A veces muere alguien en nuestro entorno y decimos que pasó por la vida sin pena ni gloria. Otras veces, como cuando se fue, hace unas semanas, el gran amigo Manuel Chiriboga, se hace evidente que su paso entre nosotros no fue así. Varios colegas columnistas escribieron merecidos elogios de él, a los que me sumo, porque hizo una diferencia. Más aún, una diferencia constructiva y para bien.
Porque debemos reconocer que Adolfo Hitler hizo una diferencia, y actualmente la está haciendo Abu Bakr al Baghdadi, auto-proclamado califa del Estado Islámico, pero creo legítimo cuestionar si la primera fue, y la segunda es, una diferencia constructiva.
Estas reflexiones me llevan a varias preguntas. ¿Es malo vivir y morir sin pena ni gloria? Me inclino a pensar que no, que es una legítima opción. Por otro lado, ¿qué nos impulsa, a quienes queremos, a querer hacerla? ¿Tuvo razón John K. Galbraith al escribir que “solo hombres de gran vanidad escribimos”? Y luego, si queremos, ¿qué nos impide hacer una diferencia constructiva y para bien?
En nuestros ámbitos más íntimos -la familia, los amigos, el trabajo- nos lo impide, sobre todo, la baja y hasta nula inteligencia emocional, que nos hace poco capaces para el manejo adecuado de la ira, y para sobreponer las necesidades de otras personas a nuestros deseos y a nuestras impulsivas reacciones a la frustración. Esa incapacidad resulta en que, salvo ocasionales excepciones, muchas relaciones humanas, en especial las más estrechas -de pareja, de padres e hijos- tiendan a deteriorarse o a estancarse, antes que a florecer con cada vez mayor belleza.
En nuestros ámbitos más amplios también incide, creo, la baja inteligencia emocional, que nos lleva a reaccionar iracundos y a la defensiva ante los desafíos que nos plantean ideas, esquemas, propuestas, visiones y aspiraciones distintas a las propias. Pero aún si logramos conquistar esas reacciones destructivas, a través de procesos de maduración y de desarrollo de nuestra inteligencia emocional, surge otro serio impedimento a intentar hacer una diferencia constructiva. Es la idea, que considero intensamente equivocada, de que simplemente no podemos hacer esa diferencia. Es, en el fondo, una triste tendencia al menosprecio de nosotros mismos y de nuestras potencialidades.
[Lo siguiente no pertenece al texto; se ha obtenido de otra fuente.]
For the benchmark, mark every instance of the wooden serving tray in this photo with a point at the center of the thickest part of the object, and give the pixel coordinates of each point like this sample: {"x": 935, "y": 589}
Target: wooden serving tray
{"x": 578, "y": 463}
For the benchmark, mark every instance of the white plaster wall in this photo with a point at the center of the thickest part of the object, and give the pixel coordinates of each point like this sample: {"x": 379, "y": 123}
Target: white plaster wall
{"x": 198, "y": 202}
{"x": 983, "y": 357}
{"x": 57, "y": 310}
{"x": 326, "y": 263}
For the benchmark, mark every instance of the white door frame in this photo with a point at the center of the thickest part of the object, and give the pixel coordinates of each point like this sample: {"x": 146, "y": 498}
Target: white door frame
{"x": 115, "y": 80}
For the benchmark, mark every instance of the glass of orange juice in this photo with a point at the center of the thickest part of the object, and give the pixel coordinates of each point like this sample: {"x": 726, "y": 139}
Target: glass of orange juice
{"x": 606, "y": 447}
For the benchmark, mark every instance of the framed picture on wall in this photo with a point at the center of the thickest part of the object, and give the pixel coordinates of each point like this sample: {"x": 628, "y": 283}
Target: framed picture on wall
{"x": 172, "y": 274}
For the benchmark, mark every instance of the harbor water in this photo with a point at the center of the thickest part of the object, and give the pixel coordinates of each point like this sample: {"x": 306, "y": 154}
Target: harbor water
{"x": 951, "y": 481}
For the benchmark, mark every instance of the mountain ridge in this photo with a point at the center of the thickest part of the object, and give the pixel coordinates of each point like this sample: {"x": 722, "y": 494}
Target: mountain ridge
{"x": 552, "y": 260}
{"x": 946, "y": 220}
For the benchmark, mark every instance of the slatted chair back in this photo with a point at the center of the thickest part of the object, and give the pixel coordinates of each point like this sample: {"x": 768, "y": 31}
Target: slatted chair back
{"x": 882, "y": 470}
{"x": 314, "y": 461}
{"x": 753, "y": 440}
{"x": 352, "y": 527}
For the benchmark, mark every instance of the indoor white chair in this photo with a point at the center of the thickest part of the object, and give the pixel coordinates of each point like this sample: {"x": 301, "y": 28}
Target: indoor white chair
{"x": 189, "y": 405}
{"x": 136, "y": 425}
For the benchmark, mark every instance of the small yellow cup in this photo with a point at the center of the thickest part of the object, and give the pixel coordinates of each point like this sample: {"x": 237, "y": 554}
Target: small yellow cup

Existen dos maneras de reversar esa nociva tendencia. En nuestros fueros internos, podemos recordar y valorar nuestras propias acciones y expresiones de generosidad, amistad y amor hacia otros. Y en las relaciones con quienes nos rodean, podemos hacerles saber que son importantes para nosotros, y que hacen una diferencia en nuestras vidas.
Solo tenemos que recordar lo que el poeta inglés William Wordsworth llamó “la mejor parte de la vida de un buen hombre, sus pequeños y olvidados actos de bondad y de amor”.